Inowrocław nie może funkcjonować dzięki kuracjuszom i turystyce, ponieważ to nierealne – ekonomiczna fikcja. Miasto mające 70 tysięcy mieszkańców potrzebuje przemysłu, a nie tylko 1700 łóżek w sanatoriach.Chcemy podkreślić, że Inowrocław to nie tylko Solanki, to również zwykli mieszkańcy, którzy chcą mieć pracę, wykazać dochody, uzyskać kredyt na zakup mieszkania, czy samochodu. Przez ostatnie 10 lat miasto skupiło się na pozyskiwaniu funduszy unijnych głównie na Solanki – czytamy w komunikacie ruchu Nowy Inowrocław Marcina Wrońskiego.
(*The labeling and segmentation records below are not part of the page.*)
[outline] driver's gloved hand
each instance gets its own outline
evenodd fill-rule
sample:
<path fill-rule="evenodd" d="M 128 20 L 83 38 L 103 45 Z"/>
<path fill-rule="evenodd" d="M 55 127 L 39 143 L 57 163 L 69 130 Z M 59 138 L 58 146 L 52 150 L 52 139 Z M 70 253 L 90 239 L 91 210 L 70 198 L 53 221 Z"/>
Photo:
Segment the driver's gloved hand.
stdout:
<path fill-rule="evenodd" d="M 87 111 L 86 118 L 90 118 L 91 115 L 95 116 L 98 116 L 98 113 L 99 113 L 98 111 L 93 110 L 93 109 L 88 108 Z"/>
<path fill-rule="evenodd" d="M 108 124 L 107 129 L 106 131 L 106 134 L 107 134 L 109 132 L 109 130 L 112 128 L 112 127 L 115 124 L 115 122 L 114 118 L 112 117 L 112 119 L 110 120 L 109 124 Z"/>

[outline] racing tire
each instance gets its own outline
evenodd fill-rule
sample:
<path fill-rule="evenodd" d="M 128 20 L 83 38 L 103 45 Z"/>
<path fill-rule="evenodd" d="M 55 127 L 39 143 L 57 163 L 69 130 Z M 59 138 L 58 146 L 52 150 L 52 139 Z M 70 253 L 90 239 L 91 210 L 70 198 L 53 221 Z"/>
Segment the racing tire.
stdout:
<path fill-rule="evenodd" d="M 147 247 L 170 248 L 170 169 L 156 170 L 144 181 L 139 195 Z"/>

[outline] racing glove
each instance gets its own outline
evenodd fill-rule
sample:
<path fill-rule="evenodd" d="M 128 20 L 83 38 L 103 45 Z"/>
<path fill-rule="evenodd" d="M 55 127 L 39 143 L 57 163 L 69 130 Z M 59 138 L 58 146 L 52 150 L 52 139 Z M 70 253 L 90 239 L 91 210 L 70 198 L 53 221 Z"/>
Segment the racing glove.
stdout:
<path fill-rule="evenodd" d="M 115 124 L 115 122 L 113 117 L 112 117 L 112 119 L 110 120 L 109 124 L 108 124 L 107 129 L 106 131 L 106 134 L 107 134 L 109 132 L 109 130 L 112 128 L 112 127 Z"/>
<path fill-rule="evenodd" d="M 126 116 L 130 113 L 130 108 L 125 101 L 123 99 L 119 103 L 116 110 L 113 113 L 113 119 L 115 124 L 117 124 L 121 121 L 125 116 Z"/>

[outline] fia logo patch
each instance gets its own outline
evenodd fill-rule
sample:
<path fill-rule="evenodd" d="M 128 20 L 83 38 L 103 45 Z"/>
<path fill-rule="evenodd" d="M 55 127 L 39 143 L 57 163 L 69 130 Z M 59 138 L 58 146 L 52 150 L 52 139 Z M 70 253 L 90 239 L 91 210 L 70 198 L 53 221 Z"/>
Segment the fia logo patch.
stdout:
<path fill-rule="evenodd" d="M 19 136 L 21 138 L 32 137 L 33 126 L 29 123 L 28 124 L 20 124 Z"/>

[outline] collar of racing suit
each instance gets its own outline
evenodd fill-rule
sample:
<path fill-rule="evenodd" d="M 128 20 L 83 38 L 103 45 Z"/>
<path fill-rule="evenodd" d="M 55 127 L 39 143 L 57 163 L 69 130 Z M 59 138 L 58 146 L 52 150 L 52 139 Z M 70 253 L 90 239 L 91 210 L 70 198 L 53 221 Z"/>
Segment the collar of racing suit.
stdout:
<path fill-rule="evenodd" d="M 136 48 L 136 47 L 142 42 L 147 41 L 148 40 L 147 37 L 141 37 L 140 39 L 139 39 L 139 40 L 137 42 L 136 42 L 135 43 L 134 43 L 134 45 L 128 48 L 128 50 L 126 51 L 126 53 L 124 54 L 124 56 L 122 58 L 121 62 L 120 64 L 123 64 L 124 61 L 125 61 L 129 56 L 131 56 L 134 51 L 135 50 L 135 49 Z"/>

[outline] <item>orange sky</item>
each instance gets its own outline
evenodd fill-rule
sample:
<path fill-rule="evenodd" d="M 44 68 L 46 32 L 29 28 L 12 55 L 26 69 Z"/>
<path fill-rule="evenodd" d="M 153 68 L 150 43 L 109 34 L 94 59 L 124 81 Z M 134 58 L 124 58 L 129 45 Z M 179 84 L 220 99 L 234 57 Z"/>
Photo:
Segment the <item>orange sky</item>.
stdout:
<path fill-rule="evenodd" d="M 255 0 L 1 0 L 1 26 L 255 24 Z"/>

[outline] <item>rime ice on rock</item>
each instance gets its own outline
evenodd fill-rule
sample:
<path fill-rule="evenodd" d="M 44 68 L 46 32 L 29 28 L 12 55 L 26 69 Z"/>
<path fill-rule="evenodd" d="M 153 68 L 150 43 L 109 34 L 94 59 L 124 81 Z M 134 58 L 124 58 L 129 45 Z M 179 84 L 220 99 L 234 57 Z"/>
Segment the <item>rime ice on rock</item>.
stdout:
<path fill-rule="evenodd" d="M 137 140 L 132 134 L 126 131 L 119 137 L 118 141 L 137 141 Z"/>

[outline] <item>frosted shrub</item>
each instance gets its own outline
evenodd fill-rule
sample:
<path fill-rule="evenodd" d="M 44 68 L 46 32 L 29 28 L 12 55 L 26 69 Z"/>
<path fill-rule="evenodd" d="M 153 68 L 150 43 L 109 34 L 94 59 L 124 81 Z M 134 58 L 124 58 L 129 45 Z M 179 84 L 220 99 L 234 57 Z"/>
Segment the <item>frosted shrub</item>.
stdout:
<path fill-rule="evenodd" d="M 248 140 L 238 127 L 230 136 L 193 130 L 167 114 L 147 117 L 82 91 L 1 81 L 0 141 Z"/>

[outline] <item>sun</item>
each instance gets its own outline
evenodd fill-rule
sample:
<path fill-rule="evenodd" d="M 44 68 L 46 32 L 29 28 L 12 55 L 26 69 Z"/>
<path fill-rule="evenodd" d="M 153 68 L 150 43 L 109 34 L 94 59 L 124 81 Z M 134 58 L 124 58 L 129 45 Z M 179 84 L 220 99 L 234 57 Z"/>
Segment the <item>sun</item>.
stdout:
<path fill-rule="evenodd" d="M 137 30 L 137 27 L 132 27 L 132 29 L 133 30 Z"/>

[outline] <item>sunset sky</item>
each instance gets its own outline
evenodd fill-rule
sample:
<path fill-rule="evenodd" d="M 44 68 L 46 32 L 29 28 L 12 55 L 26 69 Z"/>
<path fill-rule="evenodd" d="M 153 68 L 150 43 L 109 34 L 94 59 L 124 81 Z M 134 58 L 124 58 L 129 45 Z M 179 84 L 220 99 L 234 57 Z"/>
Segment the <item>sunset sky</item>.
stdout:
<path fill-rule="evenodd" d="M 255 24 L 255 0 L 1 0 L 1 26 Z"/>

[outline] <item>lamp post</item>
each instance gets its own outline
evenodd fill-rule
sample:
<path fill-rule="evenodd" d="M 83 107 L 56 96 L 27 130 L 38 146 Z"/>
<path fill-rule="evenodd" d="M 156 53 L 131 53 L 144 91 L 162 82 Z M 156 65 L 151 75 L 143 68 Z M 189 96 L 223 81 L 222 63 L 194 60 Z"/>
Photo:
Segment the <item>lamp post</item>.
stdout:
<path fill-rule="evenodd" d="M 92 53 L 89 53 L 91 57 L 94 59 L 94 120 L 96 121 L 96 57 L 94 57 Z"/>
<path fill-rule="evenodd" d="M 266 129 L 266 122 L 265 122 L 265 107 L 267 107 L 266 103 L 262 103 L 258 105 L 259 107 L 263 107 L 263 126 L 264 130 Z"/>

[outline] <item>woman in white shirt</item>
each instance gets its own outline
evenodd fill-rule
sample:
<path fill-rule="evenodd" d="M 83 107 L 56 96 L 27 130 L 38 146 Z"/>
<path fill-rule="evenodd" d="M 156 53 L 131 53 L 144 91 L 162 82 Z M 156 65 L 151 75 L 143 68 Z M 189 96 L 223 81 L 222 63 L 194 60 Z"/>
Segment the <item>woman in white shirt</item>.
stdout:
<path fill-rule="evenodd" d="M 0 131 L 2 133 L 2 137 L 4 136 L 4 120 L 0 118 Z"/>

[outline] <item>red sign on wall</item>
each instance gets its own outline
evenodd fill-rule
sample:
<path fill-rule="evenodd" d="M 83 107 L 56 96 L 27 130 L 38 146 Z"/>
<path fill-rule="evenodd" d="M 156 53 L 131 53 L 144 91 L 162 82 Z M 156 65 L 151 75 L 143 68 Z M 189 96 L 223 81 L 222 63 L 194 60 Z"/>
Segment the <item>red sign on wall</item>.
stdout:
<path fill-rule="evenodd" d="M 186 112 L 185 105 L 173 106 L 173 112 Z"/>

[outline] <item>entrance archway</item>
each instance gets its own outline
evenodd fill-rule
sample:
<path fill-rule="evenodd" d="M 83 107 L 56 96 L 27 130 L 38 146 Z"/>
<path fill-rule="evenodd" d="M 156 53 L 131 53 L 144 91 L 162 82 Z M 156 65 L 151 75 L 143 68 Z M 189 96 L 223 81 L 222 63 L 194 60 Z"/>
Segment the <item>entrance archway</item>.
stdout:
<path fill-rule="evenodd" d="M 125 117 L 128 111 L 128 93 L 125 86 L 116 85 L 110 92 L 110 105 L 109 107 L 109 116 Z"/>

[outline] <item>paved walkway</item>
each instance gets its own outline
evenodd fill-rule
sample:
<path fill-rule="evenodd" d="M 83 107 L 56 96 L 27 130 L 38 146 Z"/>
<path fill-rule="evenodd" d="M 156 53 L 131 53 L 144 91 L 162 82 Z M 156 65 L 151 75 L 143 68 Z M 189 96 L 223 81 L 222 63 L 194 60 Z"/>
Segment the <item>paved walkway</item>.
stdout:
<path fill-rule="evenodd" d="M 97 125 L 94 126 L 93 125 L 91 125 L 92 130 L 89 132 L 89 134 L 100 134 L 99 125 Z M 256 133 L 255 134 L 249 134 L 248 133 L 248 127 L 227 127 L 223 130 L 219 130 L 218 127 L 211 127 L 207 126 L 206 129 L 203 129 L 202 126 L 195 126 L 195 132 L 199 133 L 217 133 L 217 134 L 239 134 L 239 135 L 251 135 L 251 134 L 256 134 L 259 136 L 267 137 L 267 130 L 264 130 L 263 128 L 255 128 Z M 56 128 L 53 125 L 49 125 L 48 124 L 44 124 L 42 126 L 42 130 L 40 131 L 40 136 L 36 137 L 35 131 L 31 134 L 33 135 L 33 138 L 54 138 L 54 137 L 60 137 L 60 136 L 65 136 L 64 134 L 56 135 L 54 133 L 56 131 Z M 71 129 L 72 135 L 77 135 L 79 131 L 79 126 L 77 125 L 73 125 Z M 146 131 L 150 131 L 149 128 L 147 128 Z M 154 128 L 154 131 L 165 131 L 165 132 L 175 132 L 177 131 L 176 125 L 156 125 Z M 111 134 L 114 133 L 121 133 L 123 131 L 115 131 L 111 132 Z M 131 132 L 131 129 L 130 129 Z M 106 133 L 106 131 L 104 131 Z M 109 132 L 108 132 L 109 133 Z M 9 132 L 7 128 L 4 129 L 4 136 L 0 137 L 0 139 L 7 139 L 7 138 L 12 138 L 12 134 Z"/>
Według ostatnich danych Urzędu Pracy od grudnia 2011 roku przybyło 556 bezrobotnych. Prezydent otwierając strefy gospodarcze zapewniał, że będą w tym miejscu pojawiać się ludzie zadowolenie z faktu posiadania pracy. Wspominał, że może spotkać się tam za kilkanaście miesięcy. Niedługo minie 30 miesięcy od tych słów. Należy przyznać, że prezydent co do wyglądu Solanek to ma nosa, ale to za mało na miasto wielkości Inowrocławia. Musimy mieć przemysł na skalę takich firm jak kiedyś była: Huta Szkła „Irena”, Modus, Igal, Domgos, IPB, Zakłady Mięsne i wiele innych.